Decades before Theaster Gates moved to rebuild Chicago’s South Side, Dan Peterman was working at the intersection of infrastructure and ecology in the same neighborhood, operating an experimental studio and workshop inside a former recycling center at the corner of 61st and Blackstone. Called “Experimental Station,” Peterman’s complex includes the Blackstone Bicycle Works, a youth-supported community bike shop; the 61st Street Farmers Market, communal spaces and a gallery. In his studio practice, Peterman transforms everyday and disused materials—plastic, wood, aluminum—into sculptural and functional objects. Last year, he participated in documenta 14 with a copper and iron ingot-casting project shown in Kassel and Athens.
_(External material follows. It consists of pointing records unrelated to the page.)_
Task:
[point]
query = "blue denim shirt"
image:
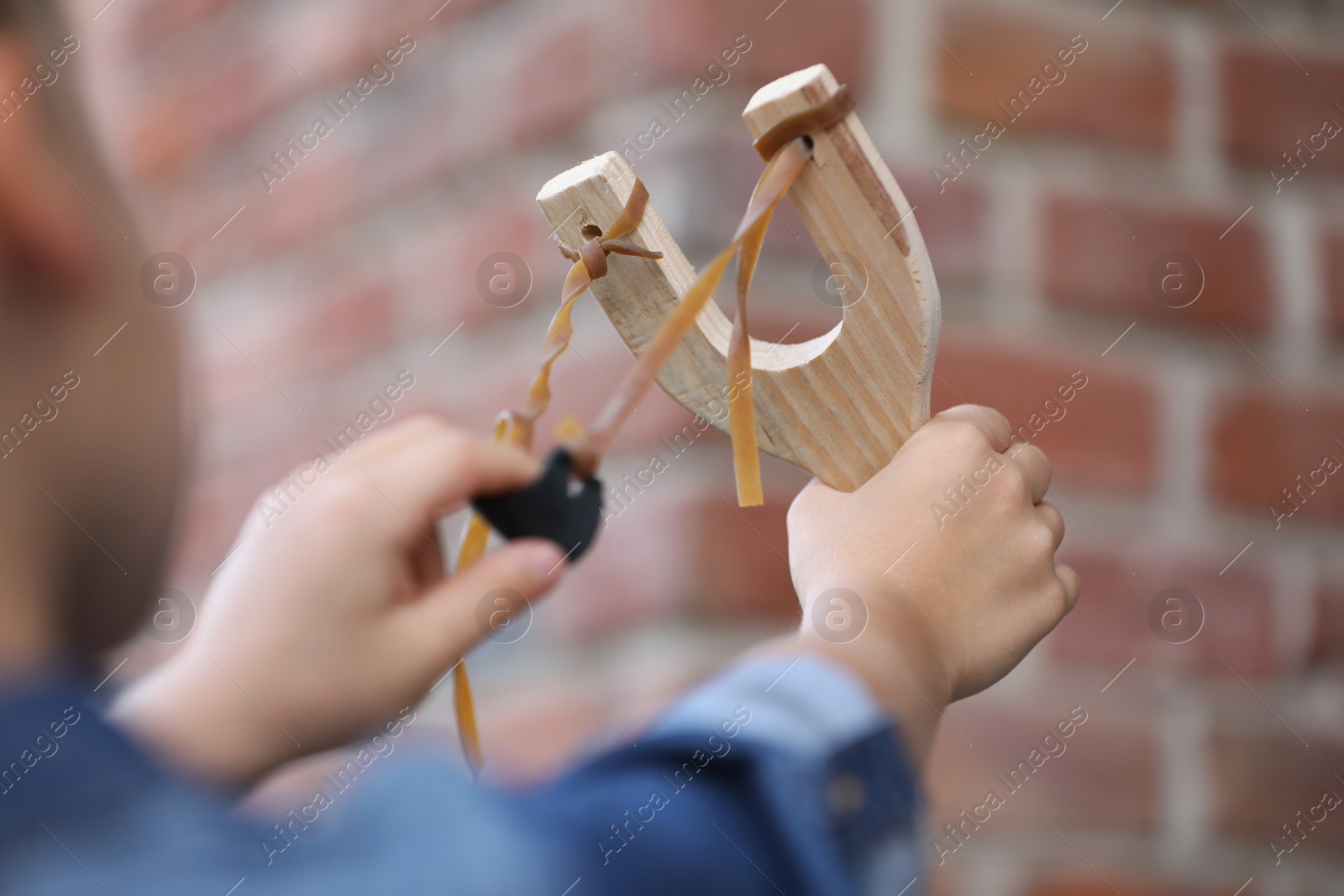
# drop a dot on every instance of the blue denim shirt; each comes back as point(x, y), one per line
point(773, 778)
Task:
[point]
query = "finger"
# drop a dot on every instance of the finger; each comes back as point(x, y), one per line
point(994, 423)
point(1035, 465)
point(1053, 520)
point(483, 602)
point(1073, 584)
point(433, 473)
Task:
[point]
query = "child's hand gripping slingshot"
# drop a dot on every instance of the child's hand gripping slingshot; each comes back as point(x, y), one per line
point(837, 406)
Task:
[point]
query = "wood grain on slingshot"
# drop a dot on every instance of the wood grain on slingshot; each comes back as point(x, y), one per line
point(839, 405)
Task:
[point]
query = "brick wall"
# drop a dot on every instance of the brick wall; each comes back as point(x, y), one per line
point(1166, 134)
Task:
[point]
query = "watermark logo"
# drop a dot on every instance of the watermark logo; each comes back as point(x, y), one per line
point(1175, 616)
point(503, 616)
point(839, 280)
point(1176, 280)
point(839, 616)
point(174, 617)
point(167, 280)
point(503, 280)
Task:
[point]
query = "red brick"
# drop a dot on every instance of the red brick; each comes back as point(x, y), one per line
point(1263, 779)
point(1093, 264)
point(1119, 90)
point(1108, 437)
point(1269, 103)
point(741, 557)
point(1109, 626)
point(555, 83)
point(1334, 251)
point(1328, 642)
point(1106, 775)
point(683, 36)
point(1263, 439)
point(517, 755)
point(952, 223)
point(1085, 882)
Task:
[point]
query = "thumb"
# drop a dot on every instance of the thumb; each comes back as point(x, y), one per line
point(492, 600)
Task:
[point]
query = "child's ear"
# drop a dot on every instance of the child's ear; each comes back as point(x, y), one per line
point(46, 241)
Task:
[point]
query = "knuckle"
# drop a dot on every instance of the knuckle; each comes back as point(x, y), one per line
point(964, 437)
point(1058, 598)
point(1012, 483)
point(1042, 543)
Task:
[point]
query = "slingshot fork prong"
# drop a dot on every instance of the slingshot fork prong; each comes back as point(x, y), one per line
point(839, 405)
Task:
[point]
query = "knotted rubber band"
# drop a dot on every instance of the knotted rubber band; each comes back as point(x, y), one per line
point(800, 123)
point(591, 264)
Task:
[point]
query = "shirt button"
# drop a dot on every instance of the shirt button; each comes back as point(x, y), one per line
point(847, 794)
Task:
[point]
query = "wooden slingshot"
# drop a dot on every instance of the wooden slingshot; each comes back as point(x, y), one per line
point(837, 406)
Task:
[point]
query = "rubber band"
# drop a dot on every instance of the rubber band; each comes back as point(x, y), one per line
point(786, 148)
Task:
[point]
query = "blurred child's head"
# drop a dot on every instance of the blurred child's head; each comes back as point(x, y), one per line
point(92, 430)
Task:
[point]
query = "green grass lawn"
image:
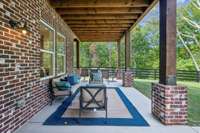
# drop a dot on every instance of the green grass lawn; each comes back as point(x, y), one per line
point(144, 86)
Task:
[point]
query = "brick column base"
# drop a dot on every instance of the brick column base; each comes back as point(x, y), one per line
point(119, 74)
point(169, 104)
point(127, 79)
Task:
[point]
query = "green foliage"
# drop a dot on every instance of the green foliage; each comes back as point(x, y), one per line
point(145, 44)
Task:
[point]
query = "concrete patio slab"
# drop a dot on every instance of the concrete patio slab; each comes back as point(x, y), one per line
point(142, 103)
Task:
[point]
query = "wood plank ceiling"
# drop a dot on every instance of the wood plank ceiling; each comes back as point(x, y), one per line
point(101, 20)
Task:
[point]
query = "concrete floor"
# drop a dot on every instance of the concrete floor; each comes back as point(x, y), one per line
point(142, 103)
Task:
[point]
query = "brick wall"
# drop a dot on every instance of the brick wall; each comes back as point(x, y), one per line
point(20, 60)
point(169, 104)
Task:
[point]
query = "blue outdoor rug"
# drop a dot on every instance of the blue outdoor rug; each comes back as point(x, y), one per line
point(134, 118)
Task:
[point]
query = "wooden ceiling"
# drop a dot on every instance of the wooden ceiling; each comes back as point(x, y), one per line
point(102, 20)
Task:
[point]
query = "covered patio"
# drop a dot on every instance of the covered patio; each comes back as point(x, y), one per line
point(36, 46)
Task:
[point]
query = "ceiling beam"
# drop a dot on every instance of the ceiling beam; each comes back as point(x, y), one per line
point(85, 32)
point(98, 3)
point(99, 25)
point(91, 11)
point(145, 13)
point(99, 17)
point(100, 21)
point(98, 29)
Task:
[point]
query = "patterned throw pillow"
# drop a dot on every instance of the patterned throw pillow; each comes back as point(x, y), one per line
point(63, 85)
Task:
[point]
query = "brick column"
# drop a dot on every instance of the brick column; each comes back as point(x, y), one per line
point(118, 71)
point(169, 100)
point(169, 104)
point(128, 78)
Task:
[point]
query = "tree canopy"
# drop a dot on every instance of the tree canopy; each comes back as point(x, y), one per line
point(145, 43)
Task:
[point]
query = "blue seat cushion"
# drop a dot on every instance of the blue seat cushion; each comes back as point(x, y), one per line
point(96, 77)
point(63, 85)
point(73, 79)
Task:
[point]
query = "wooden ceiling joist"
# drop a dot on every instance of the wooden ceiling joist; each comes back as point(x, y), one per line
point(101, 20)
point(86, 22)
point(98, 3)
point(101, 25)
point(92, 11)
point(97, 17)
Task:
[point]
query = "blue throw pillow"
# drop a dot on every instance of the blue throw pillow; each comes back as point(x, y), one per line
point(64, 79)
point(73, 79)
point(96, 77)
point(63, 85)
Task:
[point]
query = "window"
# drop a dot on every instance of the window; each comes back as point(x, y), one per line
point(60, 51)
point(47, 51)
point(74, 54)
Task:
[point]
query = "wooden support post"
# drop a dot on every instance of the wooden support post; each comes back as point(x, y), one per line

His “Accessories to an Event (plaza),” acquired by the MCA Chicago in 1998, is back on display outside the museum’s newly renovated restaurant Marisol—innocuous grey-green armatures made of recycled plastics that invite the unsuspecting pedestrian to experience the art of sitting.
Industry of the Ordinary
One of Chicago’s most well-known performance collaboratives to art world insiders, Industry of the Ordinary generously stages many of their thoughtful artworks in public space for all Chicagoans to see. Their projects offer a more ambiguous approach to the weight of American politics, yet nonetheless manage to deeply pierce viewers who encounter them. The duo, consisting of Adam Brooks and Mathew Wilson, have been working together since the early 1990s and continue their prolific and influential output in and beyond Chicago. In addition to a robust practice, both are longtime professors, with Brooks teaching at Columbia College and Wilson teaching at SAIC. Outside the university circuit, they collaboratively run a well-respected annual summer residency program to support artists working in performance, installation and other non-traditional media.